Gov. Gary Herbert’s latest budget is a celebration of all things Herbert:
— State tax revenue has been growing with Utah’s robust economy to the point where there will be $1.3 billion in new money coming in. That is an impressive sum, and the governor can rightly credit careful and conservative management.
— Kindergarten through 12th grade will continue to see the bulk of the largesse, as it has in recent years. Four years ago Herbert pledged to raise education spending by a billion dollars in five years, and with this budget he would make it a year early.
— The budget does not allocate $200 million of that new money — on the hope that legislators will instead decide to give taxpayers a break. He is also hoping that the good times will finally allow the state to overhaul its sales tax approach. “Lower the rate and broaden the base” has been his mantra for years.
Herbert came to office in 2009, and he had the advantage of starting at the bottom of the recession. Utah’s annual gross domestic product has gone from $113 billion in $164 billion in that time — a 45 percent increase — and Herbert has had budget surpluses every year he has been in office.
You can argue, and we have, that Utah is missing out by not investing further in our children’s minds. Schools have received the bulk of the new money, but more is available to shore up the future without shortchanging the present. Even with that billion dollars that has been added in the past four years, Utah will remain dead last in the nation in per-pupil spending.

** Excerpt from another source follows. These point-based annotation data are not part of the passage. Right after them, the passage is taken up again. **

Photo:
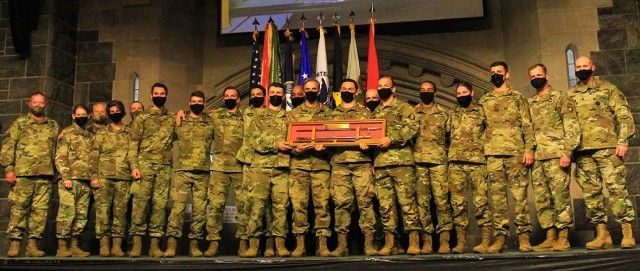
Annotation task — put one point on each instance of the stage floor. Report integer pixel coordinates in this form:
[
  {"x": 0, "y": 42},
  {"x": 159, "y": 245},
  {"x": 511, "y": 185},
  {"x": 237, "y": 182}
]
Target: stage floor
[{"x": 577, "y": 259}]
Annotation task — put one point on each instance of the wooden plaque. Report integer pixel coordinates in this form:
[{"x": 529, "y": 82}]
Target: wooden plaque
[{"x": 337, "y": 132}]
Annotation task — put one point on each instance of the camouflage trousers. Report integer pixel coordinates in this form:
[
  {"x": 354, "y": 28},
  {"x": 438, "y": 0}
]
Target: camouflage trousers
[
  {"x": 150, "y": 196},
  {"x": 397, "y": 183},
  {"x": 551, "y": 187},
  {"x": 350, "y": 183},
  {"x": 315, "y": 184},
  {"x": 73, "y": 209},
  {"x": 112, "y": 199},
  {"x": 462, "y": 176},
  {"x": 188, "y": 185},
  {"x": 268, "y": 184},
  {"x": 503, "y": 172},
  {"x": 29, "y": 201},
  {"x": 218, "y": 191},
  {"x": 595, "y": 166},
  {"x": 431, "y": 179}
]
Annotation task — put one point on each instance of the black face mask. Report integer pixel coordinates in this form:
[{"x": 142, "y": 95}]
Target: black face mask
[
  {"x": 81, "y": 121},
  {"x": 372, "y": 105},
  {"x": 347, "y": 97},
  {"x": 297, "y": 101},
  {"x": 464, "y": 101},
  {"x": 497, "y": 79},
  {"x": 275, "y": 100},
  {"x": 256, "y": 101},
  {"x": 385, "y": 93},
  {"x": 584, "y": 75},
  {"x": 159, "y": 101},
  {"x": 116, "y": 117},
  {"x": 230, "y": 103},
  {"x": 196, "y": 108},
  {"x": 427, "y": 97},
  {"x": 538, "y": 82}
]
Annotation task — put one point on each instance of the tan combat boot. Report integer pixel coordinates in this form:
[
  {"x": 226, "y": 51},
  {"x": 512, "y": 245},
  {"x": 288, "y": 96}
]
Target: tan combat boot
[
  {"x": 281, "y": 250},
  {"x": 523, "y": 240},
  {"x": 299, "y": 251},
  {"x": 194, "y": 250},
  {"x": 342, "y": 249},
  {"x": 602, "y": 240},
  {"x": 32, "y": 248},
  {"x": 75, "y": 250},
  {"x": 461, "y": 235},
  {"x": 549, "y": 242},
  {"x": 627, "y": 236},
  {"x": 213, "y": 249},
  {"x": 136, "y": 250},
  {"x": 172, "y": 243},
  {"x": 389, "y": 242},
  {"x": 116, "y": 247},
  {"x": 562, "y": 243},
  {"x": 427, "y": 244},
  {"x": 63, "y": 251}
]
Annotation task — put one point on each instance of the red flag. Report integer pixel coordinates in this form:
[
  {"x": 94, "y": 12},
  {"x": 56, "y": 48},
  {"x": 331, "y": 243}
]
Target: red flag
[{"x": 372, "y": 59}]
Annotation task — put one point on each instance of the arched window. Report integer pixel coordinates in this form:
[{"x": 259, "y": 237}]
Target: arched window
[{"x": 136, "y": 87}]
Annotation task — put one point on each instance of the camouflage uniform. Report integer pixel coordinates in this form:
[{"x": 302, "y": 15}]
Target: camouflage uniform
[
  {"x": 150, "y": 146},
  {"x": 351, "y": 177},
  {"x": 430, "y": 154},
  {"x": 269, "y": 173},
  {"x": 509, "y": 135},
  {"x": 605, "y": 122},
  {"x": 467, "y": 165},
  {"x": 111, "y": 168},
  {"x": 557, "y": 133},
  {"x": 395, "y": 176},
  {"x": 194, "y": 138},
  {"x": 28, "y": 151},
  {"x": 73, "y": 162},
  {"x": 226, "y": 171}
]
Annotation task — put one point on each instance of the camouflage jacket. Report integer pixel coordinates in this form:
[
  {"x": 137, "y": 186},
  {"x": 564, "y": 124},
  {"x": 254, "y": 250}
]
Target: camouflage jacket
[
  {"x": 345, "y": 155},
  {"x": 194, "y": 137},
  {"x": 29, "y": 148},
  {"x": 268, "y": 128},
  {"x": 109, "y": 154},
  {"x": 467, "y": 134},
  {"x": 152, "y": 135},
  {"x": 603, "y": 113},
  {"x": 508, "y": 121},
  {"x": 430, "y": 142},
  {"x": 402, "y": 127},
  {"x": 555, "y": 124},
  {"x": 228, "y": 132},
  {"x": 73, "y": 154},
  {"x": 310, "y": 159}
]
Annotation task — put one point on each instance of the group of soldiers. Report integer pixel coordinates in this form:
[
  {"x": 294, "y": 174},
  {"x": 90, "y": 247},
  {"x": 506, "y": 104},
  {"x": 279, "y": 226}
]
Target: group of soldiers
[{"x": 428, "y": 153}]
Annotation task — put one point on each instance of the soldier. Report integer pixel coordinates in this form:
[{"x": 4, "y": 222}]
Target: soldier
[
  {"x": 226, "y": 169},
  {"x": 72, "y": 161},
  {"x": 508, "y": 149},
  {"x": 351, "y": 177},
  {"x": 194, "y": 136},
  {"x": 310, "y": 171},
  {"x": 606, "y": 125},
  {"x": 394, "y": 174},
  {"x": 467, "y": 168},
  {"x": 150, "y": 153},
  {"x": 430, "y": 154},
  {"x": 269, "y": 172},
  {"x": 111, "y": 179},
  {"x": 99, "y": 118},
  {"x": 557, "y": 134},
  {"x": 27, "y": 157}
]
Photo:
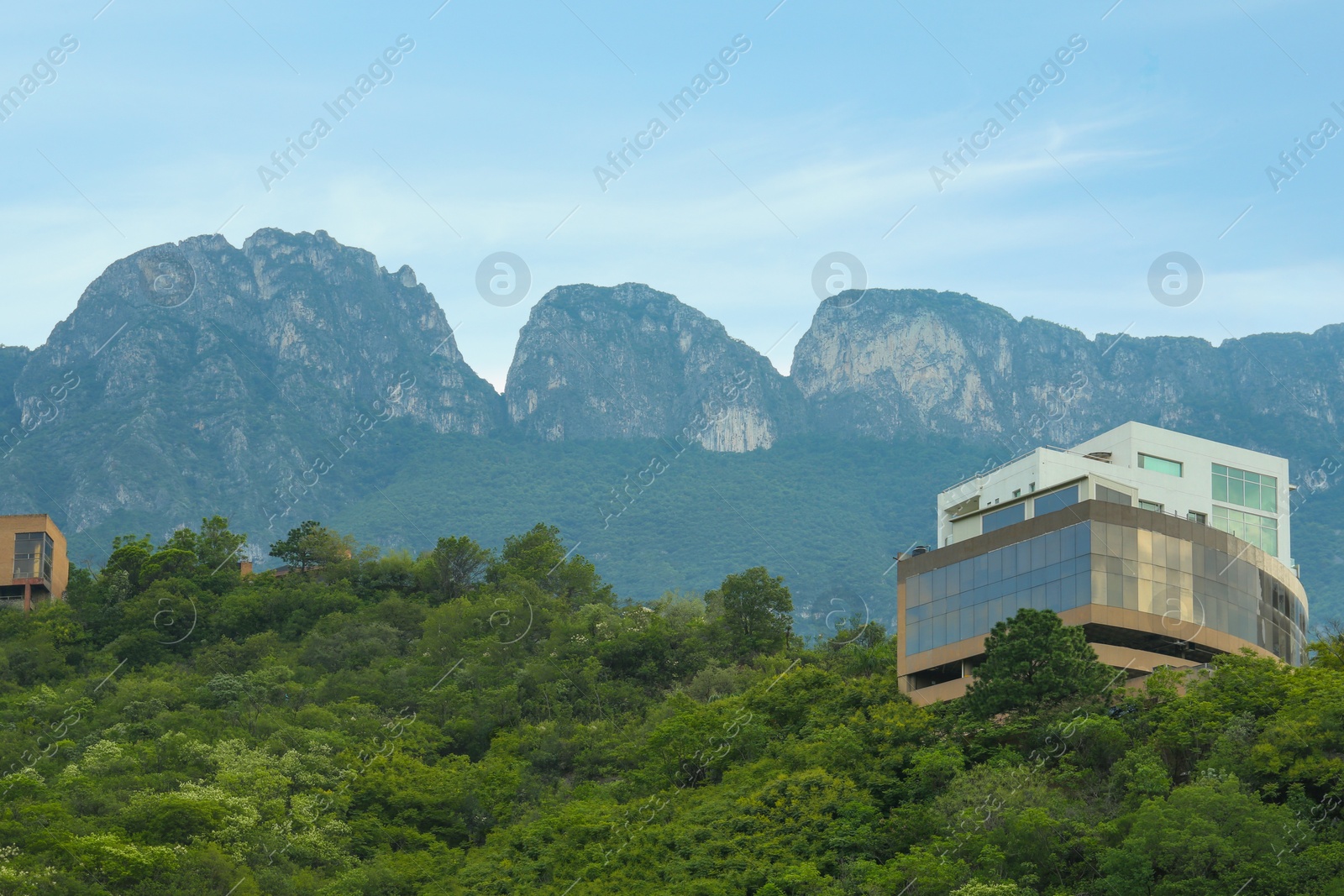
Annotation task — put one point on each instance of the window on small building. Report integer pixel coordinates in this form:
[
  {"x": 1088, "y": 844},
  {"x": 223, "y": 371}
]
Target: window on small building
[
  {"x": 1261, "y": 531},
  {"x": 1254, "y": 490},
  {"x": 33, "y": 555},
  {"x": 1160, "y": 465}
]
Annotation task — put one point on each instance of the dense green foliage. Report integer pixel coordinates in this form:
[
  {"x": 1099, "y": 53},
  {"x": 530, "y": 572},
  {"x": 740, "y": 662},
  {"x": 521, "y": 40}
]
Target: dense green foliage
[
  {"x": 1034, "y": 660},
  {"x": 396, "y": 725}
]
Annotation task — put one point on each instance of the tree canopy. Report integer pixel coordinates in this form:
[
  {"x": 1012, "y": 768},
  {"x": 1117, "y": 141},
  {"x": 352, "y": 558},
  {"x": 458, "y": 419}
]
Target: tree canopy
[
  {"x": 1034, "y": 660},
  {"x": 374, "y": 728}
]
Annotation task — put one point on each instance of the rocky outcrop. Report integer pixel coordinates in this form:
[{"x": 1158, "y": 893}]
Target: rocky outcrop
[
  {"x": 628, "y": 362},
  {"x": 199, "y": 375},
  {"x": 884, "y": 363}
]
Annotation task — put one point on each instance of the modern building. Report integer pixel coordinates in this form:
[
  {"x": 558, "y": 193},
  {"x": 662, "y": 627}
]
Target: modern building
[
  {"x": 1167, "y": 548},
  {"x": 33, "y": 560}
]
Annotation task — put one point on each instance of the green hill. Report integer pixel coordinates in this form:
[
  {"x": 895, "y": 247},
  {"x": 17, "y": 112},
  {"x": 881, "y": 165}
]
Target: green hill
[{"x": 381, "y": 727}]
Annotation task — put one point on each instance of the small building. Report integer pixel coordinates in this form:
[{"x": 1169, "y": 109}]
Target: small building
[
  {"x": 1166, "y": 547},
  {"x": 33, "y": 560}
]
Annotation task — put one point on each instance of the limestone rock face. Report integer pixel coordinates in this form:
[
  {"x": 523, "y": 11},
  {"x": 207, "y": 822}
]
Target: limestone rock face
[
  {"x": 884, "y": 363},
  {"x": 629, "y": 362},
  {"x": 205, "y": 375}
]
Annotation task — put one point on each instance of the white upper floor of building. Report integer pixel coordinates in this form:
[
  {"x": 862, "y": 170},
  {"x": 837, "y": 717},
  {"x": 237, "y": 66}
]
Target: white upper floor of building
[{"x": 1230, "y": 488}]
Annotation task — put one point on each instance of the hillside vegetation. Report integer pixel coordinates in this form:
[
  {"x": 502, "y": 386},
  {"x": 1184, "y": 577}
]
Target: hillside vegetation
[{"x": 477, "y": 721}]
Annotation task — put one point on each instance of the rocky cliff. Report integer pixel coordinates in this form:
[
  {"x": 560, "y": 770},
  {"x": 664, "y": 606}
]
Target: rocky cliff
[
  {"x": 199, "y": 375},
  {"x": 631, "y": 362},
  {"x": 293, "y": 376},
  {"x": 906, "y": 362}
]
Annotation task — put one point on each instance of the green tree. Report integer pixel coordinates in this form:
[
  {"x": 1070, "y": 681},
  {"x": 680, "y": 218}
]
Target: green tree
[
  {"x": 1034, "y": 660},
  {"x": 215, "y": 544},
  {"x": 459, "y": 566},
  {"x": 750, "y": 611},
  {"x": 312, "y": 544}
]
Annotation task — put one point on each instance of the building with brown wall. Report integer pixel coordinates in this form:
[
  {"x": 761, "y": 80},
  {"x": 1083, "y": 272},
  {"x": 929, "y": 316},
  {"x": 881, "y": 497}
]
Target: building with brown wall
[
  {"x": 1104, "y": 550},
  {"x": 33, "y": 560}
]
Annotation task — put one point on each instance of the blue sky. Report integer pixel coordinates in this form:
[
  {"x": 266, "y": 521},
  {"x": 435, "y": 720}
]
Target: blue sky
[{"x": 822, "y": 139}]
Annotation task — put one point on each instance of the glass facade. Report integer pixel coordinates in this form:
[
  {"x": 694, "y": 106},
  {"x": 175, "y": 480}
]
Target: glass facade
[
  {"x": 1160, "y": 465},
  {"x": 1108, "y": 564},
  {"x": 1243, "y": 488},
  {"x": 965, "y": 600},
  {"x": 1007, "y": 516},
  {"x": 1057, "y": 500},
  {"x": 1261, "y": 531},
  {"x": 33, "y": 555}
]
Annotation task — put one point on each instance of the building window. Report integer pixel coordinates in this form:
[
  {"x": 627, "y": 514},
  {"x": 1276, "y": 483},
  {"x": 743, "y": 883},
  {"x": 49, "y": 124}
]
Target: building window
[
  {"x": 1261, "y": 531},
  {"x": 1057, "y": 500},
  {"x": 1254, "y": 490},
  {"x": 33, "y": 555},
  {"x": 1007, "y": 516},
  {"x": 1160, "y": 465}
]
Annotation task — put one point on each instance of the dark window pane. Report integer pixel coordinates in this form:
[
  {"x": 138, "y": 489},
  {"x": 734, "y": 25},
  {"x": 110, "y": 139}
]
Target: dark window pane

With the extra billion or so in new money, Herbert’s budget has something for just about everyone. There would be $100 million for air quality. Teachers would get bonuses. Schools would get counselors. The state’s portion of Utah’s per-pupil expenditures would rise four percent. And $50 million would be put in a new state endowment for scholarships in hope that it will encourage private-sector donations.
The state also will get a boost from the Medicaid expansion voters passed in November. Herbert had nothing to do with that, but Medicaid’s injection of another $1 billion into the state’s economy will help him keep his winning streak going.
The big question is whether the breathing room of a big surplus is enough for Utah to revamp its sales-tax structure. Sales tax is withering because of societal changes. People are buying less goods and more services, many of which aren’t taxed.
On that Herbert plays politics. He is all in on lowering the rate, but he’s declining to say where he would broaden the base. He’s floated a couple of minor examples — taxing limousine rides and e-cigarettes — but they won’t make much difference.
It’s the Legislature’s decision if a new tax is introduced, but Herbert could still make firm recommendations. Instead, he wants legislators to take the heat.
Nowhere was that more evident than where his budget recommendation mentions a uniform tax on consumption, “including food and residential fuel.” That appears to be support for raising the sales tax on food, but when asked about it his office says it’s only “an option” for legislators.
Both Herbert and the Legislature are caught in a trap of their own making. Broadening the base means taxing something that wasn’t taxed before, and no Republican wants to be known as a tax creator. Sales tax reform is an absolute necessity, but it will take more fortitude than has been shown so far.